Gamble: How have you and the other leaders worked to address some of those challenges?
Showalter: As far as workflow, we have been making our predictions with available data so we aren’t requiring the nurses to do any additional work to gather information. We’re just using the data that’s produced in their regular workflow. We have done validation studies of the analytics so we can say this is how accurate they are on our patient population. We did the analysis, and then we followed the patient to see whether or not it was predicting outcomes accurately, and then we’re doing a lot of education about where to go with the next steps — for example, if you see someone’s at a high risk, this is what you should do. And we’re trying to engage our nurses and care teams right at the ground level and right at the point of care to make the best decisions for the patients.

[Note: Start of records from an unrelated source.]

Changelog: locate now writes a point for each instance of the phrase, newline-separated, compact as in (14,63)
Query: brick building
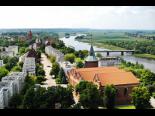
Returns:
(102,76)
(91,60)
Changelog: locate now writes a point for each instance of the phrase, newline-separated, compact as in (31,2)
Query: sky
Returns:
(94,17)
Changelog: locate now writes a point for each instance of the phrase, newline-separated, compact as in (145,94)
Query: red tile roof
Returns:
(106,75)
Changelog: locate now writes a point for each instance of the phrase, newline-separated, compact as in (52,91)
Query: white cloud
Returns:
(77,16)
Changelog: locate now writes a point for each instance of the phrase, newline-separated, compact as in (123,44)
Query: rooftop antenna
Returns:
(91,39)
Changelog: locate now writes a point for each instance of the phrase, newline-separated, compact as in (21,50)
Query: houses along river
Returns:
(71,42)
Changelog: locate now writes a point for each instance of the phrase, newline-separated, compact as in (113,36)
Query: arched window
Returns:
(125,91)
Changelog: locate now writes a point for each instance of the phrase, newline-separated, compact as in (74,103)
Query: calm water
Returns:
(148,64)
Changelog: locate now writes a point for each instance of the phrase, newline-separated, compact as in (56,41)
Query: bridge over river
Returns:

Gamble: So change management definitely comes into play and just really educating and talking through how the fact that this is a different way of doing things.
Gamble: Coming from your background, are there any best practices you can share as far when something is being introduced like deep machine learning that is going to be a big change, how to approach that with clinicians?

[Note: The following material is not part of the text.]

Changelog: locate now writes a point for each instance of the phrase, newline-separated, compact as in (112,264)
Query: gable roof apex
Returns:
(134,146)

Showalter: I think one of the best things you can do is start with an agreed-upon need. For us, pressure ulcers was really straightforward. Nobody on any care team wants a patient to get a pressure ulcer, so putting a new tool out there to help prevent them was easily accepted. We clearly communicated that it was an addition; that we weren’t asking them to replace anything else. We were just giving them another tool in their arsenal to combat this problem that they’re already trying to come back. So coalescing the team around what’s best for the patient and what’s in the greatest interest of care is the first step. And then I haven’t always followed that myself so I’ve had missteps where we did an analysis because it was cool or we thought it would be very cutting edge, and those are harder to get care implemented around because you don’t have the team that’s engaged with actually coming up with the treatment of plan once somebody’s high risk.